Google and T-Mobile are teaming up to make 911 calls better for cellphone users.
Google is launching Emergency Location Services (ELS) with Android in the U.S., and T-Mobile is a partner in the launch. When an Android phone calls 911 and ELS is used, the phone sends a location to the emergency communications center using a combination of GPS, Wi-Fi, mobile networks, and sensors, giving you the same kind of location data that you’d get when using Google Maps.
Carriers like T-Mobile already have ways to share locations with emergency centers, but by integrating ELS, the centers will get more accurate location data and they’ll get it faster than they did before. Google told the Wall Street Journal that it tested its ELS tech in emergency call centers earlier this year and found that it reduced the average radius in which a caller might be located from 522 feet down to 121 feet.
T-Mobile CTO Neville Ray says that T-Mo has been working with Google for four years to implement ELS.
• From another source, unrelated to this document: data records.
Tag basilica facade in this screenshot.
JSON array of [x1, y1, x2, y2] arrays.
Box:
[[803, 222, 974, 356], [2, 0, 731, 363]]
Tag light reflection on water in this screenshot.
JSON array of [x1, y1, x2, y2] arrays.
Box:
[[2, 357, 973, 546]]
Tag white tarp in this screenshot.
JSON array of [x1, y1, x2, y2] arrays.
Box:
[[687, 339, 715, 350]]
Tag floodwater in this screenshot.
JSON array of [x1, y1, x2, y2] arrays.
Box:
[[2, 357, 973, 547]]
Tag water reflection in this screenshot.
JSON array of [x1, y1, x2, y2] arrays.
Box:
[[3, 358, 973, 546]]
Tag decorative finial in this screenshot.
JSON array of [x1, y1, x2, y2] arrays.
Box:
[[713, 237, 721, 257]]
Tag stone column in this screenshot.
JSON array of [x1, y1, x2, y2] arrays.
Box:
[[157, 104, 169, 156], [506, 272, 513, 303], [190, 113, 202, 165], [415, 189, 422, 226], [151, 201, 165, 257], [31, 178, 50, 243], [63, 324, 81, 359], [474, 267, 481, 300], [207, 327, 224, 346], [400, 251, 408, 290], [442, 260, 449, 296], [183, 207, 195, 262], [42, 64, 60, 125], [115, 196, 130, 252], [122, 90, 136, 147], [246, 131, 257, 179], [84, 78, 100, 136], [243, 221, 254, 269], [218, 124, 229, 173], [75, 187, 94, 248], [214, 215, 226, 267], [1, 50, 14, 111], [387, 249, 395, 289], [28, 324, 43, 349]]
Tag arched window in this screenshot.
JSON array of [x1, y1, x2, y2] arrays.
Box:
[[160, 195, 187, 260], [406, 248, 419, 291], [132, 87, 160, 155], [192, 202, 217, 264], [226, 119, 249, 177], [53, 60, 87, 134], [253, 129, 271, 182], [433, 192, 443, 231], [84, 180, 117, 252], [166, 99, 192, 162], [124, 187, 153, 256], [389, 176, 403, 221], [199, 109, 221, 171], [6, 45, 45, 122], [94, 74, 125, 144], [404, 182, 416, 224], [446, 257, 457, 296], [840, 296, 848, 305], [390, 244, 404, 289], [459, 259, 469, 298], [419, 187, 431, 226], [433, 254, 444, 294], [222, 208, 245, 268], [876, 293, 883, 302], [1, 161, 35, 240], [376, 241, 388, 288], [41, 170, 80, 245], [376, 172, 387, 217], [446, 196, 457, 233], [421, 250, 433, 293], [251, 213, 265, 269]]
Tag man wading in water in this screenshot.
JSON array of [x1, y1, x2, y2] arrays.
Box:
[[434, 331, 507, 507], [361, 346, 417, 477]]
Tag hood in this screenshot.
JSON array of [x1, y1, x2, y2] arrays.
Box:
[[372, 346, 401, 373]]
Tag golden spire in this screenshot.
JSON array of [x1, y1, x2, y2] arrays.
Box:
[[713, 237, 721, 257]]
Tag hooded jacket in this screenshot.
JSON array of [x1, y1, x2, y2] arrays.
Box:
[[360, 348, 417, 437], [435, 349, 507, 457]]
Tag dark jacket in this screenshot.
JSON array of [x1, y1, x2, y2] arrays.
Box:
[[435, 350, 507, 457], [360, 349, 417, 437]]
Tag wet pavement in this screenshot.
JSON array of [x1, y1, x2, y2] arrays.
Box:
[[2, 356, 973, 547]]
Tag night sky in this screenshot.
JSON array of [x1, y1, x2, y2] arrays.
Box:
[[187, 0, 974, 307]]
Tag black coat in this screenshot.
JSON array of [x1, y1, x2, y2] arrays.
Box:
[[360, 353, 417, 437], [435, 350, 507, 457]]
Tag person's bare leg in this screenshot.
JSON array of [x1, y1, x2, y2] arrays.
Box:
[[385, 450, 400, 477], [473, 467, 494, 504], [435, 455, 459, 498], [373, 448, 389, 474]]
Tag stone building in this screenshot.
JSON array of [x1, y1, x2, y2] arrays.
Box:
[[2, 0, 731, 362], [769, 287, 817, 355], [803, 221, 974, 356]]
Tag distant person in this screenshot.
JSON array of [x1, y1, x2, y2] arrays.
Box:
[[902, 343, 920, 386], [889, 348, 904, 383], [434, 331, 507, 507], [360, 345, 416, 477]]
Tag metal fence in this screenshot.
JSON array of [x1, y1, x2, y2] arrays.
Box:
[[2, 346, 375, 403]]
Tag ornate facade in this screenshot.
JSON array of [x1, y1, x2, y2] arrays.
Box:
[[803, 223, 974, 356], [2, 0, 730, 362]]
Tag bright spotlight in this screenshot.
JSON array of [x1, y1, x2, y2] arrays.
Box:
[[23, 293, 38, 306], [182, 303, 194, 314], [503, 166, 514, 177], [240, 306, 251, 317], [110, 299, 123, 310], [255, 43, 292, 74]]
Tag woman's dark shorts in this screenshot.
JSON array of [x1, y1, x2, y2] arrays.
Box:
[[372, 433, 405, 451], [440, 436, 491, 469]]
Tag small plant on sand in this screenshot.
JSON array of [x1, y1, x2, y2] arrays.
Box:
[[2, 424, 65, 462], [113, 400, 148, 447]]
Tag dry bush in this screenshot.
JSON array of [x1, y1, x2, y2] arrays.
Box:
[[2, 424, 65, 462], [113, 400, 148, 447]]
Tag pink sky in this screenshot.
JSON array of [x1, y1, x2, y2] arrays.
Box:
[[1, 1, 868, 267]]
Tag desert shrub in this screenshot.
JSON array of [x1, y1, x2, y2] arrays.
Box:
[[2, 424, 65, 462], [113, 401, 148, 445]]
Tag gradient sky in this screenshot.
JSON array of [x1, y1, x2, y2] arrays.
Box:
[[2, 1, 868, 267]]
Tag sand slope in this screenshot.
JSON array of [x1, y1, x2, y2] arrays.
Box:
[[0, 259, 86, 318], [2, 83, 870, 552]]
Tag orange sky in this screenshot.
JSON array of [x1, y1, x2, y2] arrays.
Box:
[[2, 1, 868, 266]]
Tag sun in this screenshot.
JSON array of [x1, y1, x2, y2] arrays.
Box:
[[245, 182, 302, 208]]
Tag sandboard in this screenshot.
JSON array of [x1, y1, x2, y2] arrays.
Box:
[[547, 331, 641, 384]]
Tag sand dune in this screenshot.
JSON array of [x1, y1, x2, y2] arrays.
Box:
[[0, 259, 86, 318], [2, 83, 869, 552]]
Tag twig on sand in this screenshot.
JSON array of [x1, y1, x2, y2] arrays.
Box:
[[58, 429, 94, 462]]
ELS is supported on Android devices running 4.0 Ice Cream Sandwich and above, which means it works on 99 percent of Android devices. You don’t need a separate app, update, or any special hardware to benefit. Your location is computed on your device and delivered directly to emergency providers when you call an emergency number, without passing through Google’s servers.
Location data for 911 calls has long been an issue with smartphones, and as more and more people rely exclusively on their cellphone for communication, it’s become more important to get more accurate location data to emergency call centers. It’s great to see Google and T-Mobile teaming up on this effort and giving Android users some peace of mind with more accurate location data should they ever need to call emergency services.